Why exactly is this judgment - which, remember, was unanimous with 9-0 - so momentous?

Well, first, note that it is clear on what sort of country we are. We are a country of individuals, not of groups. Individual rights and individual freedoms are what our constitution is founded on; this is India, and not China. Civil and political rights are an essential part of "Vikas", and not distinct from them. As the judgment said: "Our Constitution places the individual at the forefront of its focus... The refrain that the poor need no civil and political rights and are concerned only with economic well-being has been utilised though history to wreak the most egregious violations of human rights." This attitude is reflected throughout the various opinions in the judgment; it's why this is a step forward for the empowerment of regular people, and a much-needed reminder that India is a democracy built on the principles of individualism and liberalism. As Justice Chelameswar writes: "Man is not a creature of the State. Life and liberty are not granted by the Constitution. [The] Constitution only stipulates the limitations on the power of the State to interfere with our life and liberty."

Second, this judgement sets a path forward, and opens up new vistas of freedom. Perhaps most immediately, it makes it clear that the legal challenge to Section 377 of the Indian Penal Code, which criminalises homosexuality, is still alive. The four-judge opinion authored by Justice Chandrachud said "Sexual orientation is an essential attribute of privacy"; Justice Kaul's opinion said "One's sexual orientation is undoubtedly a matter of privacy". Justice Chandrachud's particularly harsh take on the Supreme Court's dismissal in its Section 377 judgment of the "so-called rights" of LGBT people made for eminently satisfying reading. It also opens up challenges to anti-conversion laws and past judgments supporting them, for, as several opinions in this judgment state, belief is a matter of privacy. And the judgment pushes the government to ensure that a rigorous data protection scheme is introduced. These and other facets of the judgement mean that India today can be seen as being a freer country than it was yesterday - if, that is, Indians continue to fight to make the right to privacy real and to defend it from the government's actions. 

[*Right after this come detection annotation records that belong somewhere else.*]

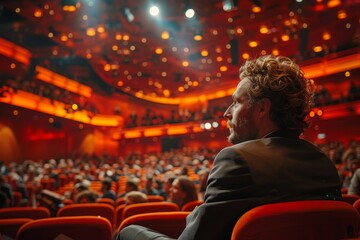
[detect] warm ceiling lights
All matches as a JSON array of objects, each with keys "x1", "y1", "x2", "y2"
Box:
[
  {"x1": 313, "y1": 46, "x2": 323, "y2": 52},
  {"x1": 194, "y1": 33, "x2": 202, "y2": 41},
  {"x1": 86, "y1": 27, "x2": 96, "y2": 37},
  {"x1": 271, "y1": 49, "x2": 279, "y2": 56},
  {"x1": 281, "y1": 34, "x2": 290, "y2": 42},
  {"x1": 251, "y1": 4, "x2": 261, "y2": 13},
  {"x1": 185, "y1": 8, "x2": 195, "y2": 18},
  {"x1": 201, "y1": 49, "x2": 209, "y2": 57},
  {"x1": 323, "y1": 32, "x2": 331, "y2": 41},
  {"x1": 260, "y1": 25, "x2": 269, "y2": 34},
  {"x1": 161, "y1": 31, "x2": 170, "y2": 40},
  {"x1": 249, "y1": 41, "x2": 259, "y2": 47},
  {"x1": 327, "y1": 0, "x2": 341, "y2": 8},
  {"x1": 241, "y1": 53, "x2": 250, "y2": 59},
  {"x1": 155, "y1": 47, "x2": 163, "y2": 55},
  {"x1": 149, "y1": 6, "x2": 160, "y2": 17},
  {"x1": 337, "y1": 10, "x2": 347, "y2": 19},
  {"x1": 61, "y1": 0, "x2": 77, "y2": 12},
  {"x1": 34, "y1": 9, "x2": 42, "y2": 18},
  {"x1": 182, "y1": 61, "x2": 189, "y2": 67}
]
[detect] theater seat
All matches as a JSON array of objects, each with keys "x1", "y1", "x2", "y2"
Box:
[
  {"x1": 57, "y1": 203, "x2": 115, "y2": 226},
  {"x1": 0, "y1": 218, "x2": 33, "y2": 239},
  {"x1": 122, "y1": 202, "x2": 180, "y2": 220},
  {"x1": 181, "y1": 200, "x2": 204, "y2": 212},
  {"x1": 231, "y1": 200, "x2": 360, "y2": 240},
  {"x1": 341, "y1": 193, "x2": 360, "y2": 205},
  {"x1": 117, "y1": 211, "x2": 190, "y2": 239},
  {"x1": 16, "y1": 216, "x2": 112, "y2": 240},
  {"x1": 0, "y1": 207, "x2": 50, "y2": 219},
  {"x1": 147, "y1": 195, "x2": 164, "y2": 202}
]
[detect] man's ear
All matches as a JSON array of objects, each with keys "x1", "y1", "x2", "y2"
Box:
[{"x1": 258, "y1": 98, "x2": 271, "y2": 117}]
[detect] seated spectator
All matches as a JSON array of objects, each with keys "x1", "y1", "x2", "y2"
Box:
[
  {"x1": 101, "y1": 178, "x2": 116, "y2": 201},
  {"x1": 0, "y1": 175, "x2": 14, "y2": 207},
  {"x1": 141, "y1": 177, "x2": 160, "y2": 195},
  {"x1": 119, "y1": 178, "x2": 139, "y2": 197},
  {"x1": 125, "y1": 191, "x2": 148, "y2": 205},
  {"x1": 348, "y1": 168, "x2": 360, "y2": 196},
  {"x1": 169, "y1": 176, "x2": 198, "y2": 209},
  {"x1": 75, "y1": 190, "x2": 99, "y2": 203},
  {"x1": 160, "y1": 174, "x2": 176, "y2": 200}
]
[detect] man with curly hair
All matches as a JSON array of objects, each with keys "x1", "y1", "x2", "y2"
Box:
[{"x1": 119, "y1": 55, "x2": 342, "y2": 240}]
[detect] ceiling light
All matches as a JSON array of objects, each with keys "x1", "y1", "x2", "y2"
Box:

And, finally, mistakes from the past can be corrected. Perhaps most wonderfully, the Supreme Court took this opportunity to revisit its darkest hour, the ADM Jabalpur case in 1976 in which an Emergency-era bench determined that habeas corpus - the right to judicial review of an arrest - could be suspended. Now, the Supreme Court has finally "expressly overruled" that judgment. Justice Kaul says, memorably, that the SC should "[bury] the majority opinion [in ADM Jabalpur] ten fathom deep, with no chance of resurrection." It's worth noting that the author of the four-judge opinion in this case, Justice DY Chandrachud, is the son of one of the judges on the winning - but wrong - side of the ADM Jabalpur case. In his words: "the judgments rendered by all the four judges constituting the majority in ADM Jabalpur are seriously flawed", and he goes on to explain why. Ask yourself: how often does this happen in our public life, in a country stricken by an over-dependence on dynasties? How often do we have to live with the mistakes of the past, pay lip service to them, justify them, because the descendants of those who made those mistakes lack the courage to admit their ancestors' errors? Which Nehru-Gandhi has called out Indira Gandhi's Emergency in these terms? Look beyond individuals, for that matter: Which institution in India has shown itself willing to admit past errors and correct them?

As I said, occasionally, institutions work as they are supposed to. Today, the Supreme Court did us proud. It may let us down tomorrow, or other institutions might. But this judgment will stand the test of time in the way ADM Jabalpur did not. And most importantly, it opens up a brighter future the way few decisions have.  

(Mihir Swarup Sharma is a fellow at the Observer Research Foundation.)